Happy Hallow, as I guess today is! Above is not a picture of Hallowe'en. I have not been working here over Hallowe'en. God knows what's happened to the poor, brave souls who are. The work WhatsApp currently reads like the transcription of a black box. Lois has lost a finger, and I'm writing this on the train to York. I only hope they forgive my abandoning them.
“Why, to the North Po- to Whitechap- to London Bridge, of course! This is the Polar Exp- the Ten Bell- the Star Inn!”
When my job as a conductor on the Mid-Norfolk Polar Express ended in December, I knew I wanted the New Year to be, above all else, one in which I continued to play people who carry a hurricane lamp. No, I wanted to continue doing improvisation-friendly, site-specific shift work with a regular band of friends as I wrote last post, and the London Bridge Experience was my first themepunk gig of 2024. (I am committed to trying to make "themepunk" a thing. Sorry, it's my blog.)
London Bridge! History!
It was a return to Tooley Street, and to reading on the floor between shows, and writing your own script if you wanted to just as the London Dungeon had let you do when it was the rival across the road. It was also a return to painting myself a better jawline and cheekbones.
Look at this dashing rake! Who needs appetite supressants? Compare the portrait above taken when I started work at the LBE this February, to one below of me posing next to a stuffed tapir in Bedlam at the Dungeons in 2007, and you’ll see full rejuvenation was achieved. The dead don't age (although my phones seem to have got worse).

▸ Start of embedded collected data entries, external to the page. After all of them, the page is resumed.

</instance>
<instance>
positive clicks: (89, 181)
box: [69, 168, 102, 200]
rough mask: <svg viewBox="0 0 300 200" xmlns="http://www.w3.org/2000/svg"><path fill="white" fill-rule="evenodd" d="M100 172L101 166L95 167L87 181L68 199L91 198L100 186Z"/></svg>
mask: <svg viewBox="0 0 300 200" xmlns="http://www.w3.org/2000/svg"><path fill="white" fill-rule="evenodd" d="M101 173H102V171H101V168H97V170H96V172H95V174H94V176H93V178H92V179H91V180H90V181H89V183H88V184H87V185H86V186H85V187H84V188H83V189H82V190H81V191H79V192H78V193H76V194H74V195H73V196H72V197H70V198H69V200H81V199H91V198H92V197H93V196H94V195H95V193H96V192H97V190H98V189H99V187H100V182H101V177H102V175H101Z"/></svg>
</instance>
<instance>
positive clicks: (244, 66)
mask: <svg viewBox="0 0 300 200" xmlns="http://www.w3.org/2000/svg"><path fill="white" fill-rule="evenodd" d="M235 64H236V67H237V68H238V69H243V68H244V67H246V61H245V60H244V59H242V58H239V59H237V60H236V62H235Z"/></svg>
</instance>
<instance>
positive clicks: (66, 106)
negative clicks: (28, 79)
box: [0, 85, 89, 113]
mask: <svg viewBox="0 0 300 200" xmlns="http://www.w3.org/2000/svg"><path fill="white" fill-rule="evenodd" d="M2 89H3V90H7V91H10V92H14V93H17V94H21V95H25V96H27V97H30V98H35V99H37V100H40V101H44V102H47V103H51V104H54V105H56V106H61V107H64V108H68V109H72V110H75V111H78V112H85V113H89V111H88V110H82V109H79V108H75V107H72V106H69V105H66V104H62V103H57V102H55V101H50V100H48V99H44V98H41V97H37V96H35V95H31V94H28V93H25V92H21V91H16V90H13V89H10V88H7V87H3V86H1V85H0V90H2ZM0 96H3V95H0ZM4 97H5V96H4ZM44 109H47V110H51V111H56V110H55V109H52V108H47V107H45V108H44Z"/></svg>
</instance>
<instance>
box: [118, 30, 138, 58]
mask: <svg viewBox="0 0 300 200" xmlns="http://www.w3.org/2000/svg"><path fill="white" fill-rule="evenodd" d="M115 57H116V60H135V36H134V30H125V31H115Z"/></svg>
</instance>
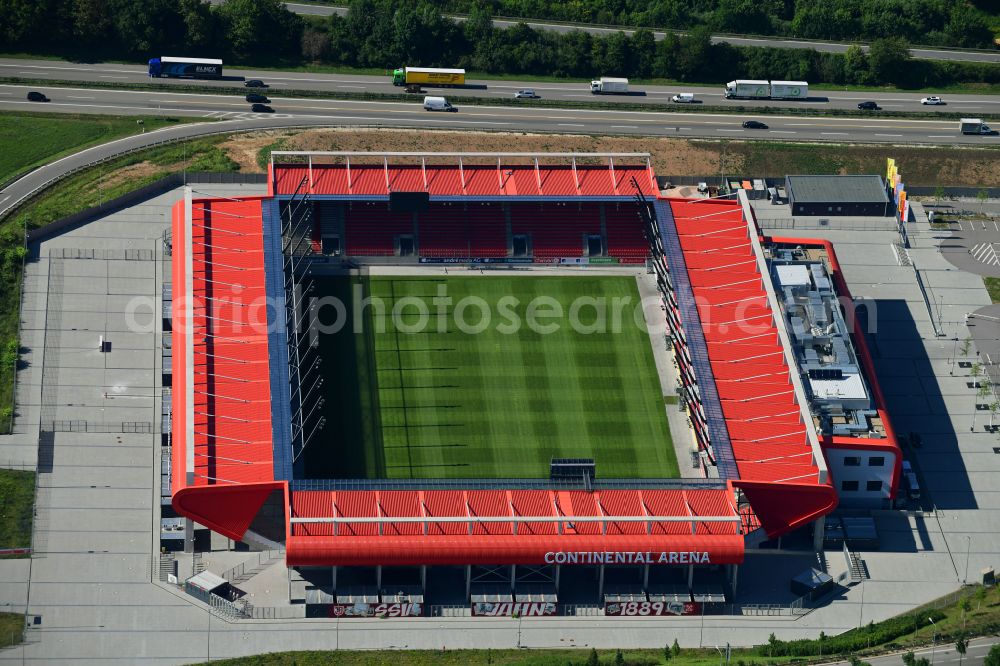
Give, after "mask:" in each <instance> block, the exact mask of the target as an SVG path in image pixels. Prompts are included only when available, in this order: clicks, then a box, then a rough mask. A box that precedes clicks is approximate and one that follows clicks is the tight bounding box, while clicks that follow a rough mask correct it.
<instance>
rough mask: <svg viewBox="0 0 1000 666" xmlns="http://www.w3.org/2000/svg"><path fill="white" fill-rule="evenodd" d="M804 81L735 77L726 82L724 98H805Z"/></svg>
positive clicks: (805, 87)
mask: <svg viewBox="0 0 1000 666" xmlns="http://www.w3.org/2000/svg"><path fill="white" fill-rule="evenodd" d="M808 97H809V83H807V82H806V81H760V80H754V79H737V80H735V81H730V82H729V83H727V84H726V99H806V98H808Z"/></svg>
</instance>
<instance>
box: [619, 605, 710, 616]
mask: <svg viewBox="0 0 1000 666" xmlns="http://www.w3.org/2000/svg"><path fill="white" fill-rule="evenodd" d="M700 612H701V606H700V604H697V603H695V602H693V601H621V602H617V601H616V602H608V603H605V604H604V614H605V615H614V616H618V617H654V616H659V615H698V614H699V613H700Z"/></svg>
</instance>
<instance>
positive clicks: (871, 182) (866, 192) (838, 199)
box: [785, 176, 896, 217]
mask: <svg viewBox="0 0 1000 666" xmlns="http://www.w3.org/2000/svg"><path fill="white" fill-rule="evenodd" d="M785 185H786V190H787V192H788V203H789V204H790V206H791V211H792V215H822V216H834V215H853V216H863V217H889V216H890V215H893V214H894V212H895V210H896V206H895V204H894V203H893V202H892V199H890V198H889V195H888V194H887V193H886V189H885V182H884V181H883V180H882V177H881V176H785Z"/></svg>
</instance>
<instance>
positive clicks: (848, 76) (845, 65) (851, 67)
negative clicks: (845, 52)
mask: <svg viewBox="0 0 1000 666" xmlns="http://www.w3.org/2000/svg"><path fill="white" fill-rule="evenodd" d="M844 80H845V81H846V82H848V83H859V84H865V83H868V82H869V81H870V80H871V70H870V69H869V67H868V54H866V53H865V52H864V50H863V49H862V48H861V47H860V46H858V45H857V44H852V45H851V46H849V47H848V48H847V52H846V53H844Z"/></svg>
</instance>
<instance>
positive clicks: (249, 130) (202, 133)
mask: <svg viewBox="0 0 1000 666" xmlns="http://www.w3.org/2000/svg"><path fill="white" fill-rule="evenodd" d="M318 126H319V125H317V124H303V123H292V124H289V125H280V124H279V125H272V126H268V127H236V128H232V127H227V128H225V129H217V130H210V131H206V132H199V133H198V134H196V135H192V136H178V137H172V138H169V139H163V140H162V141H153V142H151V143H144V144H142V145H141V146H135V147H133V148H126V149H124V150H121V151H116V152H114V153H112V154H110V155H105V156H103V157H99V158H95V159H93V160H90V161H88V162H86V163H84V164H81V165H79V166H76V167H74V168H72V169H70V170H68V171H65V172H63V173H60V174H57V175H55V176H53V177H51V178H49V179H47V180H45V181H44V182H42V183H40V184H39V185H37V186H36V187H35V188H33V189H32V190H31V191H29V192H28V193H26V194H24V195H23V196H21V197H19V198H18V199H16V200H14V201H13V202H11V203H10V204H9V205H8V207H7V208H6V209H5V210H3V211H0V220H3V219H5V218H7V217H8V216H10V215H12V214H13V213H15V212H16V211H17V210H18V209H19V208H21V207H22V206H24V204H26V203H27V202H29V201H31V199H33V198H34V197H36V196H37V195H38V194H40V193H41V192H42V191H43V190H46V189H48V188H49V187H51V186H52V185H55V184H56V183H58V182H59V181H61V180H63V179H65V178H68V177H69V176H72V175H73V174H75V173H79V172H81V171H85V170H86V169H90V168H93V167H95V166H98V165H99V164H104V163H105V162H111V161H113V160H116V159H119V158H121V157H124V156H126V155H131V154H132V153H137V152H141V151H144V150H149V149H151V148H157V147H159V146H165V145H170V144H174V143H180V142H182V141H191V140H192V139H196V138H201V137H207V136H218V135H221V134H246V133H249V132H261V131H267V130H270V129H308V128H311V127H318ZM179 127H183V125H181V126H179ZM365 127H367V126H365ZM138 136H141V135H138ZM127 138H132V137H127ZM105 145H106V144H105ZM96 148H101V146H93V147H91V148H87V149H86V150H94V149H96ZM86 150H84V151H81V152H86ZM76 154H77V155H79V154H80V153H76ZM40 168H45V167H40ZM35 171H38V169H35V170H34V171H30V172H28V173H27V174H25V175H23V176H21V178H18V180H21V179H22V178H26V177H27V176H29V175H31V174H32V173H34V172H35ZM15 182H17V181H15Z"/></svg>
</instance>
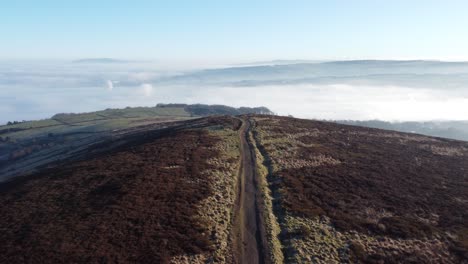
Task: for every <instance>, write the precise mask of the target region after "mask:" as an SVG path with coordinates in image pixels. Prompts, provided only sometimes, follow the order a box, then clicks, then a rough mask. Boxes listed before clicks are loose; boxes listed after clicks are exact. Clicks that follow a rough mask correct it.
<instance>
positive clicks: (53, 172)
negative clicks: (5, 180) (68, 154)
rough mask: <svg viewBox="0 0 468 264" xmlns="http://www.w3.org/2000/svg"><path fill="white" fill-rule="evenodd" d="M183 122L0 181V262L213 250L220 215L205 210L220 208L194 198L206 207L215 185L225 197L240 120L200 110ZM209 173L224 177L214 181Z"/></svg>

The LBE used some of the pumped odours too – and you know what that does to a pysche – and even some of the tunes: ducking out of Fleshmongers, past the giant spiders and through the labyrinth of killer clowns to check on my microwaved Shanghai rice in the green room, I’d hear the same plainsong which used to play on the steps to the boat ride a decade and a half ago…
There were differences too, of course: old Horror posters on the wall as you enter, which made me feel more at home than ever, real swords and a fake Viking longboat, chainsaws, Romans, a wall of broken dolls, and the fact this place is genuinely underground (I turned my flash on one day, and you don’t get gastropodinous limestone arteries like this in County Hall...)
Everyone there works their arse off as well, like they grew up through Covid or something. Physically, verbally, chemically, no two actors share a superpower. I think it’s the only job on which I’ve lost my voice – bloody Vikings – which is another reason I've been taking it a bit easier. so, okay, the dead do age. But, readers... work with people who work their arse off. I don't mean losing a finger. I mean, say: okay, between bouts of bursting through a blood-drenched shower curtain, for example, Sam's at his laptop in the green room, putting together something like this beautifully simple, one-shot unnerver below. Enjoy! There’s Jess and Preston in the bushes too. God, I hope they're okay.